The Atlanta Journal-Constitution

White House predicts fiscal year to end at $1.2T deficit

GOP says president failed to deliver on first-term promise.

- By Andrew Taylor Associated Press

WASHINGTON — The White House predicts this year’s federal budget deficit will end up at $1.2 trillion, marking the fourth consecutiv­e year of trillion-dollar-plus deficits during President Barack Obama’s administra­tion.

The predicted deficit for the 2012 budget year, which ends Sept. 30, actually improved by $116 billion. The White House also predicted next year’s deficit will fall just short of $1 trillion, higher than predicted in its February budget release.

The White House promises deficits will drop to about 3 percent of the size of the economy by 2017, in part through $1.5 trillion in tax increases in the coming decade.

The White House report released Friday again trumpets Obama’s longstandi­ng approach to tackling the deficit. It includes tax increases on families earning above $250,000, already enacted “caps” on agency operating budgets and modest savings from federal benefit programs like Medicare and Medicaid.
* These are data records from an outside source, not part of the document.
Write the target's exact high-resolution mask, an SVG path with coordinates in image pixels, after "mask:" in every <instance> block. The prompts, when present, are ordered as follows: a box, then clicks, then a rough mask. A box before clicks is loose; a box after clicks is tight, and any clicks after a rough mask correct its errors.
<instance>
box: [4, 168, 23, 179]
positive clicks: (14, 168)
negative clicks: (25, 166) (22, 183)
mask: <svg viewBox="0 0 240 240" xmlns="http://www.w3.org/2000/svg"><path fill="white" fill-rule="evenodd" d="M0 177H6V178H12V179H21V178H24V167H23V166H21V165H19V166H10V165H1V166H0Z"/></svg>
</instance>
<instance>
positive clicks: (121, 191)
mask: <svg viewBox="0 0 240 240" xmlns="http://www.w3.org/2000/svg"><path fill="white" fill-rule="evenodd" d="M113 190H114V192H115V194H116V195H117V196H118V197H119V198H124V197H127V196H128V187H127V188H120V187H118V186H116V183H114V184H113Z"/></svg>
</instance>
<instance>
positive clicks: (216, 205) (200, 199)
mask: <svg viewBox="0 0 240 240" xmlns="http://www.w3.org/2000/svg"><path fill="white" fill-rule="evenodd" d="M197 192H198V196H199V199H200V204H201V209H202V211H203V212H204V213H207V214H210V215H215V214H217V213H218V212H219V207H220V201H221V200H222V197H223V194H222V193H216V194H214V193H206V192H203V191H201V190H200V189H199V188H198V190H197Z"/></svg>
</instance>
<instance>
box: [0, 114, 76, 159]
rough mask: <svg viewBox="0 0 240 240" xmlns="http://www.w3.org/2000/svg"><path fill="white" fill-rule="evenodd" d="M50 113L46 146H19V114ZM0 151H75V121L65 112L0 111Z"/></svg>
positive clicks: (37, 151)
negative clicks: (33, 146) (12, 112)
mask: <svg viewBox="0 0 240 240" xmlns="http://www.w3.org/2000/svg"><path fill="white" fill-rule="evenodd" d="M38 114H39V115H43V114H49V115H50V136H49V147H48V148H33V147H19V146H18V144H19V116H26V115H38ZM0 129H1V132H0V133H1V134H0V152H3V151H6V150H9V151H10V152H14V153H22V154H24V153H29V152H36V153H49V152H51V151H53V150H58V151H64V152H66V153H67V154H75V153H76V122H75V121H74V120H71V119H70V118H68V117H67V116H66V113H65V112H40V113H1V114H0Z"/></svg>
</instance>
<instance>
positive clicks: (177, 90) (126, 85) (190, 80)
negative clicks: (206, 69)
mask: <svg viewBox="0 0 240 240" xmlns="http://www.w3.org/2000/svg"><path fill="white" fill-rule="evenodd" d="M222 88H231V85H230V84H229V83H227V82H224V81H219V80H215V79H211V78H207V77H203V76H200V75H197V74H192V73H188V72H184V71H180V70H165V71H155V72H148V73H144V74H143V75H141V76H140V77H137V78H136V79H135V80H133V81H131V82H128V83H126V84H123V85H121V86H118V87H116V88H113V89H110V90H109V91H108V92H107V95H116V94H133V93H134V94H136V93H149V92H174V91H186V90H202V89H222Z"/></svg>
“Since taking office, the president has worked to restore fiscal responsibi­lity,” the Office of Management and Budget report says.

Republican­s scoffed, noting that Obama has violated his promise to wrestle the deficit in half by the end of his term.

“The president’s string of broken promises on our nation’s fiscal challenges weighs heavy on an anemic economy,” said House Budget Committee Chairman Paul Ryan, R-Wis. “The president’s commitment to ever-higher government spending and his failure to deliver on his economic promises have resulted in the fourth-straight budget deficit in excess of one trillion dollars.”

Under Obama’s budget plan, U.S. debt would reach $16.2 trillion by the end of the year and hit $25.4 trillion after a decade. The government is likely to reach its borrowing cap — the subject of a fierce fight last summer — late this year or early next year, which will require the next Congress and either Romney or Obama to act together to increase the borrowing cap.